Two miners’ lamps burned in the historic council chamber of the Yorkshire Area of the National Union of Mineworkers (NUM) as more than 150 miners, their families and supporters gathered for the annual Davy Jones and Joe Green Memorial Lecture.
Wreaths were laid first at the memorial statue outside the headquarters to miners who died defending their union.
The guest speaker was Unison national president Paul Holmes, who moved the audience to a standing ovation with a speech defending socialism and opposing war and racism.
He said: “Capitalism cannot survive without the working class. But the working class can thrive without capitalism.”

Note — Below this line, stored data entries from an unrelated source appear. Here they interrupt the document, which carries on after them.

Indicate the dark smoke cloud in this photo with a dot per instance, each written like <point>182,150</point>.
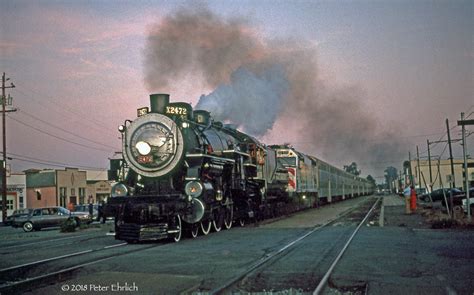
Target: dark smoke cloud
<point>249,100</point>
<point>258,82</point>
<point>196,40</point>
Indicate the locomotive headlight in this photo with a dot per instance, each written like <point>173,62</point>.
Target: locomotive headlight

He warned of the dangers facing the Labour Party following its treatment of former leader Jeremy Corbyn and its current leadership’s abandonment of the hope he had given working people.
“He gave us hope in 2017,” he said. “It did not matter that the majority of Labour MPs and Labour Party staff did not want him to win. The people wanted him to win.”
“Labour parties have collapsed in Spain, Italy and Germany, and today we are the nearest I have ever known to the collapse of the Labour Party here.”
The gathering welcomed scaffolders from British Steel’s works at Scunthorpe in Lincolnshire, where more than 60 Unite members employed by contractor Actavo have been on strike over pay since October.